We know that Eulers number $e$ can be expanded as $$e = 1 + 1 + \frac{1}{2!} + \frac{1}{3!} + \frac{1}{4!} ...$$
An extended definition for the powers of $e$ are: Equation 2
$$e^\lambda = \sum_{k=0}^{\infty}{\frac{\lambda^k}{k!}} $$
Which is something I learned recently in statistics, as it is used in the Poisson pmf.
I was hoping to find a nice story for how this ties into my understanding of Poisson distribution or Euler's number or what trickery was used to prove this infinite series as the common method for calculating the value of an infinite series by substitution fails here. Does anyone have a reference/proof of this infinite series expansion of the powers of $e$?
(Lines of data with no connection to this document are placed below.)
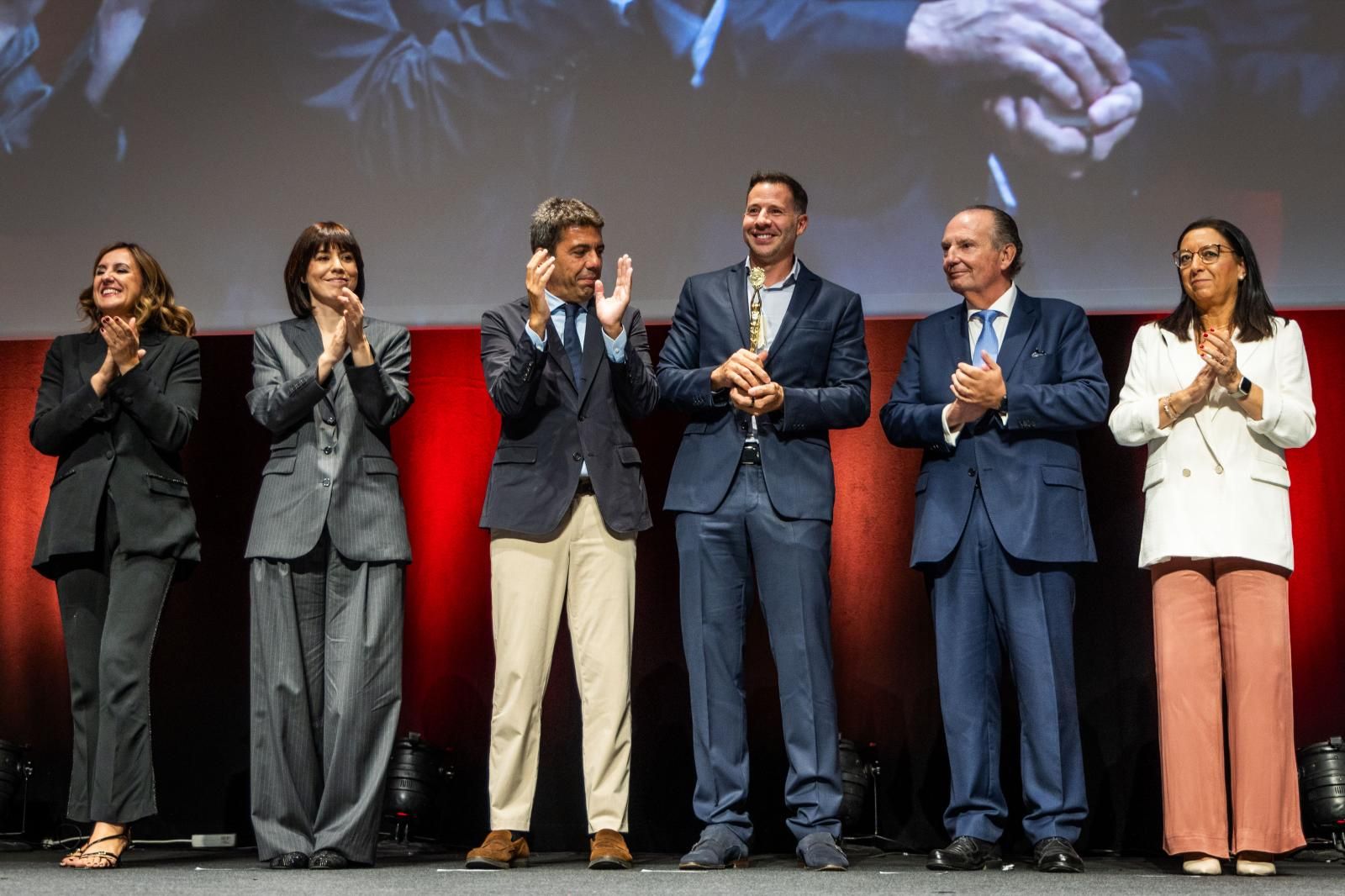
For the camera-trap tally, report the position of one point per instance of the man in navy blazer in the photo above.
(568, 367)
(767, 358)
(993, 390)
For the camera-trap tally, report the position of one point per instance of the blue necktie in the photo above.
(988, 340)
(572, 343)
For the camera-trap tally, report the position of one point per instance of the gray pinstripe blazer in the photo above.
(330, 445)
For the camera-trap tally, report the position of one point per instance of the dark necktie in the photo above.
(572, 343)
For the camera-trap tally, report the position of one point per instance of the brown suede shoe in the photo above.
(609, 851)
(499, 851)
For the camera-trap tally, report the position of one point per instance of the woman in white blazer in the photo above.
(1217, 390)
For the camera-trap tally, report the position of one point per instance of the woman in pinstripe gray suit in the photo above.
(329, 548)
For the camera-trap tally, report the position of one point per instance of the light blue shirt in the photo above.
(615, 347)
(775, 300)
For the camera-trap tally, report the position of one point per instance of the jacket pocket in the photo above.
(1063, 477)
(1271, 472)
(280, 466)
(515, 455)
(166, 486)
(1154, 474)
(376, 465)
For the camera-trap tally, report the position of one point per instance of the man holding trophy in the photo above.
(767, 358)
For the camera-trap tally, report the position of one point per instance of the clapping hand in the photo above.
(611, 308)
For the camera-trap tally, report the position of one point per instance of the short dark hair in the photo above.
(555, 215)
(323, 235)
(800, 195)
(1004, 232)
(1253, 311)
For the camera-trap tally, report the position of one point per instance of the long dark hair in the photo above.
(158, 307)
(1253, 313)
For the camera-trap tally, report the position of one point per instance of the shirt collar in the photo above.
(1004, 304)
(789, 282)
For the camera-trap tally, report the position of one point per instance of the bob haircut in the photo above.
(1253, 311)
(323, 235)
(156, 307)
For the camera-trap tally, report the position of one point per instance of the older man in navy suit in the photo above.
(767, 358)
(993, 390)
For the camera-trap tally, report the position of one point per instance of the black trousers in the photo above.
(109, 613)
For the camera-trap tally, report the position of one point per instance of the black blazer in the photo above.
(124, 444)
(549, 430)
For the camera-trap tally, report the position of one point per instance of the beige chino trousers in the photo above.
(589, 572)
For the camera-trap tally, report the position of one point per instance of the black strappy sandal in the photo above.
(104, 857)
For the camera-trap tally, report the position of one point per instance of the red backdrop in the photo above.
(884, 661)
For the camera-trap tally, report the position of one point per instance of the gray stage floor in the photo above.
(235, 872)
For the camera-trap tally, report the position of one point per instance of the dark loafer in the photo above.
(289, 862)
(329, 860)
(1056, 855)
(717, 848)
(963, 853)
(820, 851)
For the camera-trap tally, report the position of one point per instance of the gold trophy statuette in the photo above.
(757, 279)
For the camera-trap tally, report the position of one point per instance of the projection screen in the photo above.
(213, 132)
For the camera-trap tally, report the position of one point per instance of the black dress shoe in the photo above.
(289, 862)
(963, 853)
(1056, 855)
(330, 860)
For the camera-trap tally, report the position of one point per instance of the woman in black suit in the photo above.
(116, 405)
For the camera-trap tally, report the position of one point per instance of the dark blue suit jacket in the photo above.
(818, 356)
(1028, 466)
(549, 430)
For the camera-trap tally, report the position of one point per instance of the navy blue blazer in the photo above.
(549, 430)
(1028, 466)
(818, 356)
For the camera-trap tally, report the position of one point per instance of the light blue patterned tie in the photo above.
(988, 340)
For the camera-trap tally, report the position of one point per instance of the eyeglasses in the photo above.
(1210, 255)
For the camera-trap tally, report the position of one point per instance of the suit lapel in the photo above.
(955, 335)
(737, 293)
(556, 349)
(804, 291)
(306, 340)
(92, 351)
(1022, 323)
(595, 347)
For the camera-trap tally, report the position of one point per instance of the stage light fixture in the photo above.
(1321, 788)
(417, 774)
(860, 784)
(15, 771)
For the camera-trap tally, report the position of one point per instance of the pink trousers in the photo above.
(1221, 629)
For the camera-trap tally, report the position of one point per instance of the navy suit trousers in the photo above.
(986, 603)
(793, 561)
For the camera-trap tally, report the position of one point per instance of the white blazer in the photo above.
(1216, 483)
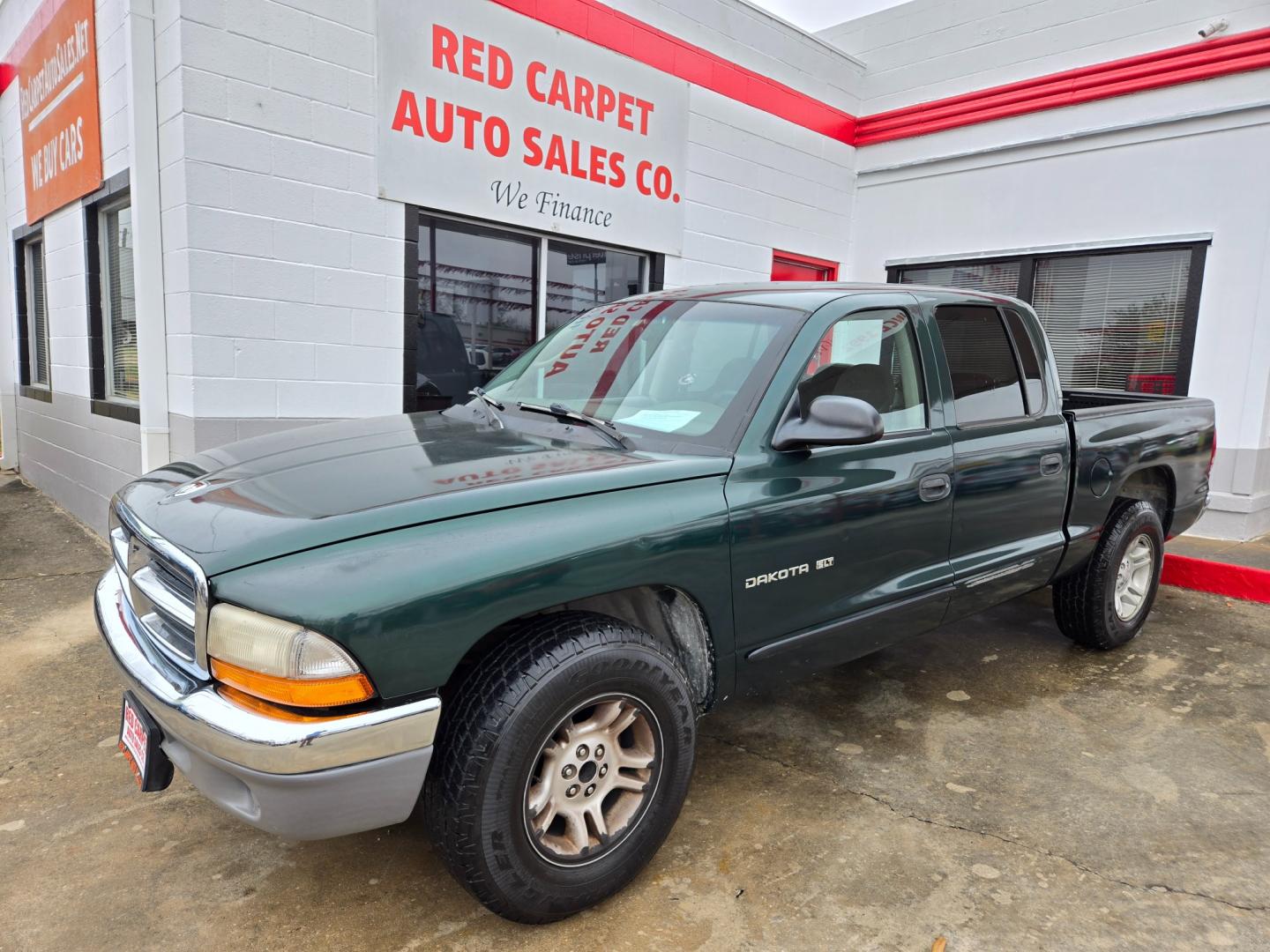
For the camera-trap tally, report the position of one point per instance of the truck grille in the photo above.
(164, 588)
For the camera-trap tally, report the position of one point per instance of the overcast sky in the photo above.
(818, 14)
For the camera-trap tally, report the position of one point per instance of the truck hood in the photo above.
(288, 492)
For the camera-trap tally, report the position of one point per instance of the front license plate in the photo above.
(138, 740)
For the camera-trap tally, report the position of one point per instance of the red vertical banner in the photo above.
(61, 130)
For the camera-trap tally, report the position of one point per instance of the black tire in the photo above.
(488, 747)
(1085, 603)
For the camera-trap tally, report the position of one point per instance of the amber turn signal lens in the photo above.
(317, 692)
(271, 710)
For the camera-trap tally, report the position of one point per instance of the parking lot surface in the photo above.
(990, 784)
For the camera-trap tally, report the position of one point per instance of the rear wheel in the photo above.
(1105, 603)
(562, 766)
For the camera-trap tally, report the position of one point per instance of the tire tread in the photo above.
(484, 701)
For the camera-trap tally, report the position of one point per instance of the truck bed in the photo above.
(1087, 404)
(1120, 433)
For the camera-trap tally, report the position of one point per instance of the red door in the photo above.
(791, 267)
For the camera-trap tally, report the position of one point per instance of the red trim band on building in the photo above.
(651, 46)
(1136, 74)
(625, 34)
(1218, 577)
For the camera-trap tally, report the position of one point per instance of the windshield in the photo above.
(657, 367)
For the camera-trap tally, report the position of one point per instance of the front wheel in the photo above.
(1105, 602)
(562, 766)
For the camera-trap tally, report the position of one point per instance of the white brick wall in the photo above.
(288, 251)
(69, 452)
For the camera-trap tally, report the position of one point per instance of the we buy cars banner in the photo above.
(61, 133)
(485, 112)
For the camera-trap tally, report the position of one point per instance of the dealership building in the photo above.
(228, 217)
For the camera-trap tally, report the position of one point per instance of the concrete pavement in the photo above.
(990, 784)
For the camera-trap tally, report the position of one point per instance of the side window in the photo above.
(873, 355)
(986, 383)
(1034, 383)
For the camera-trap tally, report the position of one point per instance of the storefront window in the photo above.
(482, 296)
(1119, 319)
(580, 277)
(476, 306)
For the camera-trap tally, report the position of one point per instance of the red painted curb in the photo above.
(1218, 577)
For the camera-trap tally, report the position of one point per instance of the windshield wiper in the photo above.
(489, 405)
(563, 413)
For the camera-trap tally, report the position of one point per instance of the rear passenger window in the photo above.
(984, 375)
(1033, 383)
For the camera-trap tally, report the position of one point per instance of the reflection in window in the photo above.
(990, 277)
(476, 300)
(1116, 320)
(580, 277)
(1034, 383)
(871, 355)
(982, 363)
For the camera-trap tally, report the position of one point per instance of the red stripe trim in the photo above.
(1218, 577)
(1136, 74)
(616, 31)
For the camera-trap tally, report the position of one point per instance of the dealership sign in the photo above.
(485, 112)
(61, 135)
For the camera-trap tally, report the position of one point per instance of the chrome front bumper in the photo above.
(300, 778)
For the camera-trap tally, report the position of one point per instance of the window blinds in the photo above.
(38, 314)
(990, 277)
(121, 303)
(1114, 320)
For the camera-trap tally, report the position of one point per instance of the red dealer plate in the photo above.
(140, 740)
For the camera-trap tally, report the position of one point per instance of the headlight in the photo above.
(280, 661)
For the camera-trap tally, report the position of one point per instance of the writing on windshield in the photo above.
(661, 365)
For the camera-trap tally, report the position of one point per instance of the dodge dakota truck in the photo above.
(512, 612)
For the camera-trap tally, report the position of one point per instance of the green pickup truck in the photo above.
(512, 612)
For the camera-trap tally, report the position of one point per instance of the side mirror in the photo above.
(830, 421)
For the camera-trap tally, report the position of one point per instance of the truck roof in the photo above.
(814, 294)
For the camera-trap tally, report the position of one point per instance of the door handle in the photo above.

Edit: as suggested let me add context to narrow down the question and move it more towards stats than math oriented
The pmf of a distribution must sum to 1. The Poisson pmf is defined as the RHS of equation 2 above. To normalise it, it must be divided by a normalisation factor, which happens to be $\frac{1}{e^\lambda}$ I am trying to understand how the RHS which is well understood as the Poisson events, happened to sum to the LHS, and if there is causation there or just coincidence. Because if it is coincidence and we normalise every PMF value by a constant that is slightly off, it would screw up the entire pmf. And Poisson is used to work with small probability values and computationally the probability checks out, but there is nothing better than proof by numerical computation to some decimals?